In Britain, Facebook has become third only to the BBC and ITV as a source of news and this is worrying considering the role they play in the spread of disinformation, particularly during election season. Facebook has essentially put democracy at risk by allowing voters to be targeted with fake news and personalised “dark adverts” from anonymous actors. In addition, one of the most important advantages Facebook has over traditional advertising media is the compilation of “shadow profiles” which contain all the information that other users and data collectors have supplied about Facebook users. Internal emails show that the company goes to great lengths to acquire such data and that it is kept secret from their subjects.

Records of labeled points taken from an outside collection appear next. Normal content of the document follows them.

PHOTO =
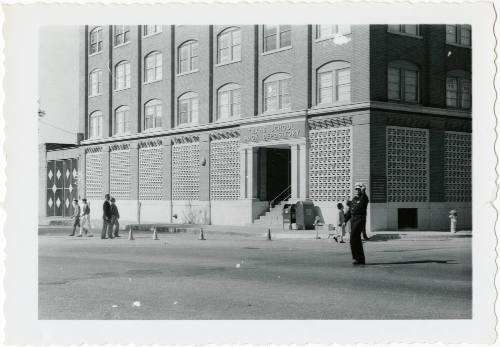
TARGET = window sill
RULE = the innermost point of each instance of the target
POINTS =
(458, 45)
(152, 82)
(122, 44)
(277, 50)
(121, 89)
(229, 119)
(150, 35)
(187, 73)
(405, 34)
(333, 37)
(228, 63)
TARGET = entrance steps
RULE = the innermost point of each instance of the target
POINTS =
(272, 217)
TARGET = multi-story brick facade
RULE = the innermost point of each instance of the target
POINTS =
(307, 108)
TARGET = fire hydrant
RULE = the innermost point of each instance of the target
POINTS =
(453, 221)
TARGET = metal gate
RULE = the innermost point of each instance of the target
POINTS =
(62, 186)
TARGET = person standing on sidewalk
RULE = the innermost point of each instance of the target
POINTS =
(115, 215)
(363, 191)
(85, 219)
(75, 216)
(106, 219)
(357, 216)
(340, 224)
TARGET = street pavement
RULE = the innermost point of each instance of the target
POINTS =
(232, 276)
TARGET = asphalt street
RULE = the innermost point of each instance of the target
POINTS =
(234, 277)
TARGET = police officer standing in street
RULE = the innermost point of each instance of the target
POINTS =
(357, 215)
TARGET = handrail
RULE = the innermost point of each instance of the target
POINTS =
(271, 203)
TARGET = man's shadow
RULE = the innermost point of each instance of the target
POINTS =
(416, 262)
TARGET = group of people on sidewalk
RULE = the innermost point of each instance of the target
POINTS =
(356, 214)
(81, 218)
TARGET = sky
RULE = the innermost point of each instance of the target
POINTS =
(58, 83)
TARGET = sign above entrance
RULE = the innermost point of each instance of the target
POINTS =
(273, 132)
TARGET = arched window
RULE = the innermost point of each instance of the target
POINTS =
(403, 81)
(229, 101)
(277, 92)
(458, 89)
(95, 82)
(122, 34)
(153, 67)
(332, 30)
(95, 41)
(188, 57)
(121, 121)
(122, 75)
(95, 125)
(152, 114)
(187, 108)
(277, 37)
(334, 82)
(229, 46)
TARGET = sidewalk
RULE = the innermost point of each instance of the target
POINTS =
(63, 226)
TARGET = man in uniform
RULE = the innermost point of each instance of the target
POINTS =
(357, 215)
(107, 228)
(115, 215)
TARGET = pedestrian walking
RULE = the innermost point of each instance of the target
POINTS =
(340, 224)
(85, 219)
(357, 216)
(106, 219)
(115, 216)
(75, 216)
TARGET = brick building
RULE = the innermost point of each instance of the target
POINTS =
(212, 123)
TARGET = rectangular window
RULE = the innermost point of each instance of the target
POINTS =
(122, 34)
(466, 93)
(276, 37)
(343, 84)
(411, 85)
(95, 83)
(410, 29)
(394, 84)
(459, 34)
(451, 92)
(95, 41)
(325, 87)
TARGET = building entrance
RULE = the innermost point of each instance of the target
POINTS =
(275, 174)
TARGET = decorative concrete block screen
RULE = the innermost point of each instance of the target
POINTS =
(93, 174)
(150, 170)
(225, 169)
(407, 164)
(186, 171)
(457, 166)
(119, 175)
(330, 164)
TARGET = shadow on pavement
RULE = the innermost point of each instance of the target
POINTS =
(416, 262)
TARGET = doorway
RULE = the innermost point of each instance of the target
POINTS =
(275, 173)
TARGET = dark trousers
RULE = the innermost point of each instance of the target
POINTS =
(357, 224)
(107, 229)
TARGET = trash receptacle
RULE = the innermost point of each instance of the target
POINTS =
(288, 214)
(304, 211)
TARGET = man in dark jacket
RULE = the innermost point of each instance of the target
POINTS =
(107, 228)
(357, 215)
(115, 215)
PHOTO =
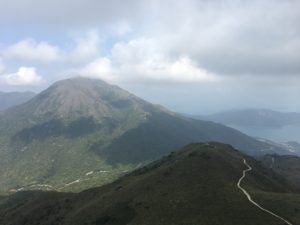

Recognising this, a House of Commons committee has called for Facebook to be regulated in the same way a media company is regulated so that it would face the same strict advertising regulations that govern television, print, and other media types. The Committee’s recommendations include a compulsory Code of Ethics for tech companies, an independent regulator with powers to launch legal action against companies breaching code, and a tax on tech companies in the UK to support this new regulator. The Committee also found that British election laws were not “fit for purpose” and were vulnerable to interference by hostile foreign actors. For example, evidence indicates that an organisation called the Mainstream Network urged voters to lobby their MP to support a no-deal Brexit and the law does not require such actors to identify themselves. Current legislation falls woefully short and needs to be updated, but as is usually the case, policy and law are slow to change.
Full Fact, a UK fact-checking organisation, said it welcomed the Committee’s recommendations and made suggestions for an overhaul of current election and political advertising rules fit for the digital age. These include (1) having a public database of online political advertisements, provided in real time, with full information on content targeting, reach and spend and (2) the creation of the aforementioned Code of Ethics in a transparent way that involves the public – not just tech companies and the government.
Facebook has been labelled as “digital gangsters” and it is clear that the era of self-regulation for tech companies must end immediately. But unless swift and strict action is taken against Zuckerberg and his company, they’ll always consider themselves to be ahead of and beyond the law.